Gli italiani credono di sapere, del Sudtirolo/Alto Adige, quanto basta. Ci passano quando devono andare in Austria o in Germania, ci vengono d’inverno per gli sport invernali e d’estate per stare qualche giorno o qualche settimana in montagna, in un ambiente che sembra fatto apposta per riposare il corpo e per rasserenare la mente. Ne ammirano l’ordine e la pulizia; ne ammirano i paesaggi, e gli sembra impossibile che in un luogo così apparentemente tranquillo, così rilassante possano esistere problemi tali da essere paragonati a quelli di altre parti, ben più sfortunate, del mondo. Una minoranza di italiani, forse dà ancora credito alle fandonie che circolavano ai tempi del fascismo e della propaganda di Tolomei, sull’“italianità” di questa terra, ma ci crede soltanto per pigrizia e per abitudine, non per vera convinzione; i più hanno capito che quella propaganda era falsa ma pensano che la cosa non li riguardi e hanno continuato a pensarlo, anche quando scoppiavano le bombe e poi quando la radio e la televisione, tutti i giorni, continuavano a parlare di un “pacchetto” che nessuno o quasi sapeva cosa fosse. La gente, dappertutto, è distratta, e la maggior parte delle persone si occupano soltanto di ciò che conoscono e di ciò che le tocca nei loro interessi. Perciò io mi auguro che queste mie riflessioni “per un anniversario”, servano a raccontare agli italiani quello che nessuno gli ha mai raccontato dall’inizio, in modo tranquillo e con spirito di verità. Ciò che gli italiani hanno ascoltato finora, o era semplice propaganda o era l’eco di fatti di cronaca anche tragici ma destinati nel volgere di pochi giorni ad essere sostituiti da altri fatti di cronaca e quindi dimenticati oppure (come la storia del “pacchetto”) apparteneva a quel linguaggio della politica, che non sempre è facilmente comprensibile e non sempre merita di essere capito.
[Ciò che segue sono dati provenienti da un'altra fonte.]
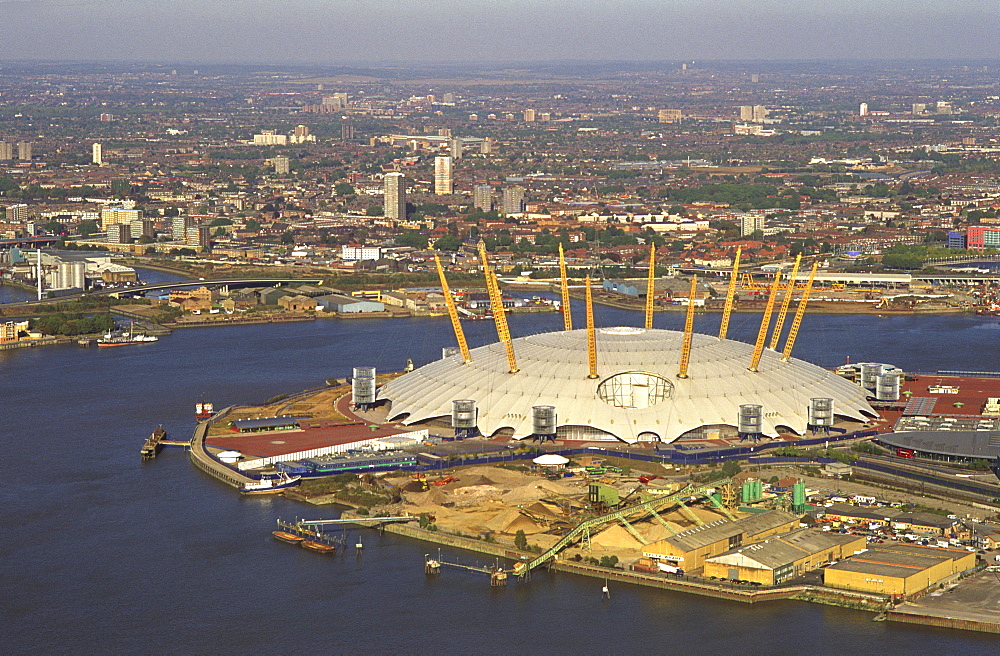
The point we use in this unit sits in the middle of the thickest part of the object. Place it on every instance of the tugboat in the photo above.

Tra i (pochi) politici italiani che hanno mostrato di conoscere bene i problemi di questa regione, ce ne sono almeno due che meritano di essere ricordati e che però erano così diversi tra loro da essere quasi opposti e complementari: Giulio Andreotti e Sandro Pertini. Giulio Andreotti, di cui molti in Italia pensano (e dicono) tutto il male possibile, secondo me è stato un abile politico e un vero uomo di Stato: che però non operava sulla Luna ma in Italia, e che quindi in varie circostanze ha dovuto “sporcarsi le mani” con le realtà di cui si stava occupando. Che altro è, la politica, se non l’arte dei compromessi? L’attenzione di Andreotti per il Sudtirolo/Alto Adige è stata costante, dagli anni Quaranta in cui era sottosegretario di De Gasperi, agli anni Novanta. Credo si possa annoverare tra i padri dell’attuale autonomia, e che si debba rendergliene merito.
Sandro Pertini, l’ex partigiano diventato nel 1978 presidente della Repubblica italiana, ha sempre mostrato interesse per questa regione, a cui lo univano idealmente vent’anni di Resistenza al fascismo. Le sue parole, soprattutto negli ultimi tempi, spesso suonavano retoriche: ma il suo affetto per il Sudtirolo/Alto Adige era certamente sincero.